From
the 10/17/01 City Pages:
"It's
almost like a new MTV extreme sport. We call it action squadding" -Max
Action
Max Action responds, unofficially:
"AAAAAAAAAAAAAAAAAAAAAAAAAAAAAAAAAAAAAAAAAAAAAAAAAA
AAAAAAAAAAAAAAAAAAA AAAAAAAAAAAAAAAAAAAAAAAAAAAAAARRRRRRRRRRRRRRRRRGH! Fucking
idiots! Fuck you! Fucking die! Eat my balls! AAAAAAAAAAAAAARRRRRRGH!!!!!!!!!!
AAAAAAAAAAAAAAAAAAAAAA!!!!!! I've never been more insulted in my life!!! I
hope you get anthrax and die! You human penis! AAAAAAAAAAAAAAaaaaaaaaaaaaaaaaaa!
DIE DIE DIE DIE DIE!!!!!
Max Action's official response, by letter to City Pages:
Argh! Slander! Defamation! Attempted murder! I spend over an hour on the phone
with a reporter, and one of the two quotes he ascribes to me is the LAST thing
on earth I'd ever really say: "It's like a new MTV extreme sport; we call
it action squadding." I'm almost convinced that Mike Mosedale carefully and
diabolically pieced together unconnected phrases in an (almost successful)

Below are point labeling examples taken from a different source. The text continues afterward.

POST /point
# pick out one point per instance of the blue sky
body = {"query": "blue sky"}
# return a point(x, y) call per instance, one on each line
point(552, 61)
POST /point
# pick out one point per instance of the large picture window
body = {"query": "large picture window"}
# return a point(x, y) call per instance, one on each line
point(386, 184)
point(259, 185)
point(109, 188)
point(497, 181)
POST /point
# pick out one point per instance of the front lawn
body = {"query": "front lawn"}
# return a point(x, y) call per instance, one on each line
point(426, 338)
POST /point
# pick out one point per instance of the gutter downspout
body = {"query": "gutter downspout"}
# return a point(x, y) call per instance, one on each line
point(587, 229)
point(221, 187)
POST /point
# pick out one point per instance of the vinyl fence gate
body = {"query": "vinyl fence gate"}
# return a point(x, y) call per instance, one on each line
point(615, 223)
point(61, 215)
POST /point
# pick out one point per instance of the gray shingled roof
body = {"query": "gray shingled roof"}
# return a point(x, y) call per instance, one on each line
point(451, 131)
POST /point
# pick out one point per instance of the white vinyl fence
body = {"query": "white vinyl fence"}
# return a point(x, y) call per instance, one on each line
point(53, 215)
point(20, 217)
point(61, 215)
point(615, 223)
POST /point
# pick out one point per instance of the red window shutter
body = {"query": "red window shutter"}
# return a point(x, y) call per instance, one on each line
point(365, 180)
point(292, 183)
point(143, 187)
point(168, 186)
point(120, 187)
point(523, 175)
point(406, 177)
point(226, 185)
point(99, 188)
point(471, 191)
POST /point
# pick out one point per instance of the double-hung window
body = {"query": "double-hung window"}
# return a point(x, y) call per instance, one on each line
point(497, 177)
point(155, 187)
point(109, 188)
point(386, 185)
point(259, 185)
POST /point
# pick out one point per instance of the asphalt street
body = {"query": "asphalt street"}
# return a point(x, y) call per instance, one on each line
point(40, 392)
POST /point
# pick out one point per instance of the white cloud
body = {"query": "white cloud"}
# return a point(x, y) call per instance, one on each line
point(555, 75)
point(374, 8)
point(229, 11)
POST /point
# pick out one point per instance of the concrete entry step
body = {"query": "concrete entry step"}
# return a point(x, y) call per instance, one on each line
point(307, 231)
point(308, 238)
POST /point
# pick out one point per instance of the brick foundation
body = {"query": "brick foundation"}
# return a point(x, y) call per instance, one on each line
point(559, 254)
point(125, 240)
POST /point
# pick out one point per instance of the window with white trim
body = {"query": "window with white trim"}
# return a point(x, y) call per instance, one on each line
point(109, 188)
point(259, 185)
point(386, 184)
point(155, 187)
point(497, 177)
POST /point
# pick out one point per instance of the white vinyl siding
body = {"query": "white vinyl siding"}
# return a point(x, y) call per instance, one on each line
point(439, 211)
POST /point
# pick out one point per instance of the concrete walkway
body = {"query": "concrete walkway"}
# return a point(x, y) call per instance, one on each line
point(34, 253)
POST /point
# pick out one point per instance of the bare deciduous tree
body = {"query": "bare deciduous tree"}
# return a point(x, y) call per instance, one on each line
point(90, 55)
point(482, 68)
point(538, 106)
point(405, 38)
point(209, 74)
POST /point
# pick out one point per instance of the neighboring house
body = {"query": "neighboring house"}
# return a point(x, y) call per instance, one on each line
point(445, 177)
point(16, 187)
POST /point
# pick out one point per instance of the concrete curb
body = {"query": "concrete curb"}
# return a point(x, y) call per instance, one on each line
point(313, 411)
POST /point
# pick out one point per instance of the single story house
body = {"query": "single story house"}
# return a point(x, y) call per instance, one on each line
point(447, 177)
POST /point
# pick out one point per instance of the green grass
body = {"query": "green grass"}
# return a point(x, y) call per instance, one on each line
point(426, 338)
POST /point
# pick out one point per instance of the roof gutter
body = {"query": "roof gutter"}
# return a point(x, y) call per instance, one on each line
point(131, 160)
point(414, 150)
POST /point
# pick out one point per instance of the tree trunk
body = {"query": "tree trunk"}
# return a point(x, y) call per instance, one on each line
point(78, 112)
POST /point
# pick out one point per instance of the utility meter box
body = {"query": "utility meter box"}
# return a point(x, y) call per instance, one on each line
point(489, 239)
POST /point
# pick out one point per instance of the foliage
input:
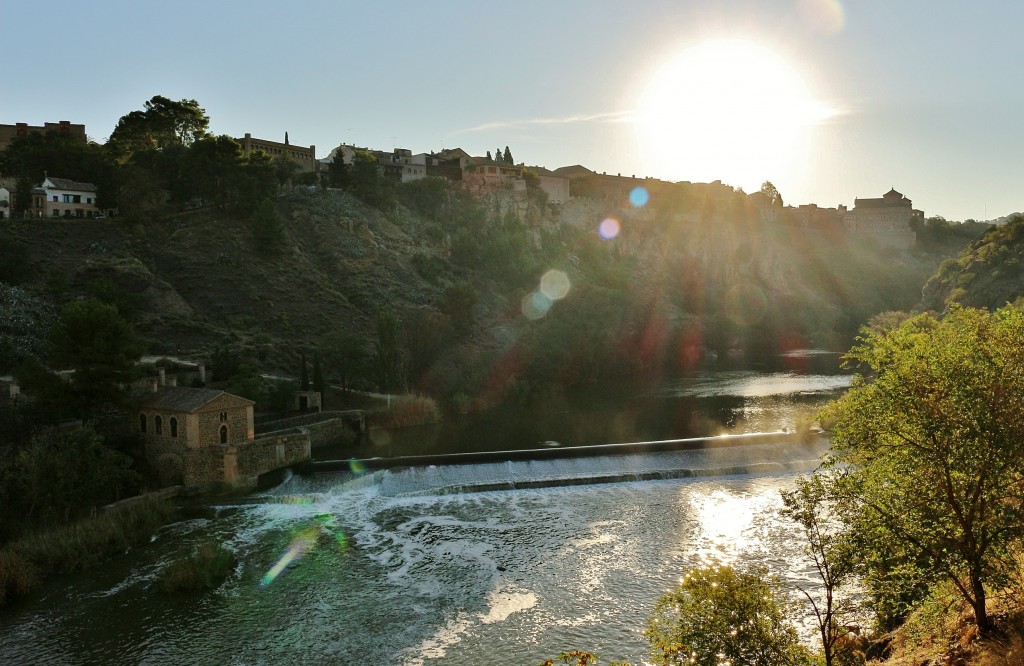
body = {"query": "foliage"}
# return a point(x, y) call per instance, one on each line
point(769, 191)
point(812, 506)
point(267, 229)
point(80, 545)
point(204, 570)
point(100, 346)
point(25, 321)
point(345, 356)
point(932, 444)
point(15, 260)
point(163, 124)
point(387, 358)
point(718, 615)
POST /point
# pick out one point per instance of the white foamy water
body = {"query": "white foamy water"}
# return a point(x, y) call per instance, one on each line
point(424, 579)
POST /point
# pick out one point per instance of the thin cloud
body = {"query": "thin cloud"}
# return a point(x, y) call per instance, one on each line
point(609, 117)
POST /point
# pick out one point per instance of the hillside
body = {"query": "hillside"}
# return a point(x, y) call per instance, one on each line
point(988, 273)
point(674, 284)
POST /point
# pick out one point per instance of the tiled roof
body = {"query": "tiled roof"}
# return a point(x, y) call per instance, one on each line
point(65, 183)
point(182, 399)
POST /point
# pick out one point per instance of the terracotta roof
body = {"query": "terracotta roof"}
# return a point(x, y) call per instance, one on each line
point(183, 399)
point(65, 183)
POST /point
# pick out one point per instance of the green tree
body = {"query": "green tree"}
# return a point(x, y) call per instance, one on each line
point(720, 615)
point(768, 190)
point(344, 355)
point(267, 229)
point(932, 444)
point(318, 384)
point(387, 362)
point(61, 476)
point(815, 509)
point(162, 124)
point(100, 346)
point(338, 172)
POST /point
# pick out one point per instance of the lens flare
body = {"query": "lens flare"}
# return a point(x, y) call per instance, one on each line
point(555, 284)
point(536, 305)
point(302, 543)
point(608, 229)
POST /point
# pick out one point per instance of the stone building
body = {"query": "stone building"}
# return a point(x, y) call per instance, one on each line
point(304, 157)
point(64, 198)
point(887, 218)
point(187, 430)
point(8, 132)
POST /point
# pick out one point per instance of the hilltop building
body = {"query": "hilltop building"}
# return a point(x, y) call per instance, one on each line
point(8, 132)
point(64, 198)
point(304, 157)
point(887, 218)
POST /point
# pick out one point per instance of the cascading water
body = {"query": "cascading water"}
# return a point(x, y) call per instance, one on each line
point(410, 567)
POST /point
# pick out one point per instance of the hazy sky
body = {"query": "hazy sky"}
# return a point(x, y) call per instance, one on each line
point(828, 99)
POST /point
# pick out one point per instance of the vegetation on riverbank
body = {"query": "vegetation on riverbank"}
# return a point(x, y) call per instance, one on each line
point(920, 503)
point(204, 570)
point(29, 560)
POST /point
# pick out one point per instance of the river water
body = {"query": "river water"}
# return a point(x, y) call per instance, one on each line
point(395, 568)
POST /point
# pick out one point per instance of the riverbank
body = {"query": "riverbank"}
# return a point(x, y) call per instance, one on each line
point(27, 563)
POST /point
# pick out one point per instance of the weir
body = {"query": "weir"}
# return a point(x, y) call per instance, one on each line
point(473, 472)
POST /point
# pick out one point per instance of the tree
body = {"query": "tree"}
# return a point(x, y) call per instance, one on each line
point(338, 172)
point(318, 383)
point(932, 445)
point(813, 507)
point(162, 124)
point(344, 355)
point(720, 615)
point(100, 346)
point(768, 190)
point(267, 230)
point(386, 359)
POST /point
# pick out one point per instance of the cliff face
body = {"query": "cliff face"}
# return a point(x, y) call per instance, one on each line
point(196, 282)
point(988, 273)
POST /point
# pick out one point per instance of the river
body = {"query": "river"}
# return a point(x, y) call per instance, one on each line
point(389, 568)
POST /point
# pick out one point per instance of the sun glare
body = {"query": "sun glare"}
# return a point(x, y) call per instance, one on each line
point(727, 110)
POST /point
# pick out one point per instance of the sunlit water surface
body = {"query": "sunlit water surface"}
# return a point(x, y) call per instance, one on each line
point(400, 568)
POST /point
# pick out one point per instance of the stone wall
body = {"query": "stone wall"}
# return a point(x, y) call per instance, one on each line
point(243, 463)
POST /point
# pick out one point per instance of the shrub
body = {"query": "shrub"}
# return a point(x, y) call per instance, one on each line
point(718, 614)
point(204, 570)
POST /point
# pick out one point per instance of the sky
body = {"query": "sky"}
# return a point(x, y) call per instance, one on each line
point(828, 99)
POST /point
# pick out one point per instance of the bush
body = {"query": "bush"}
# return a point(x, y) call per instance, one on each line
point(409, 410)
point(204, 570)
point(720, 615)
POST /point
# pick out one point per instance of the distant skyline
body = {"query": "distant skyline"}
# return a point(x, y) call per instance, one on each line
point(829, 100)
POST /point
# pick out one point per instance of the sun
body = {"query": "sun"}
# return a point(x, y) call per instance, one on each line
point(730, 111)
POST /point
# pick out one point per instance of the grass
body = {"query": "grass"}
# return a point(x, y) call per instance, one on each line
point(27, 563)
point(206, 569)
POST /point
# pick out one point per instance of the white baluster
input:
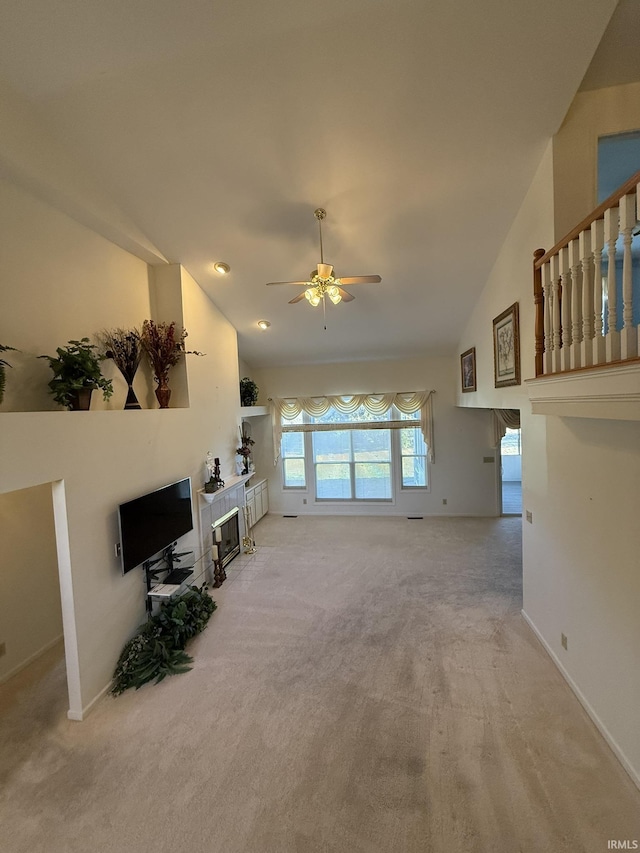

effort to create a frankenquote so perfectly opposed to my actual statements
that its publication would drive me to suicide, homicide, or worse.
Let
me be quite clear. The origins and driving force behind Action Squad's activities
are in no way connected to the annoying Surge-fueled MTV x-treme sports baloney
of the 1990's. We hate that crap. OUR motivations for crawling about under
the city are rooted not in 90's culture, but in the pop culture of the 80's.
You see, we're actually searching for an underground pirate ship; everything
else is just window dressing. Hope this sets the record straight.
It's
their time up there ... down here, it's OUR time!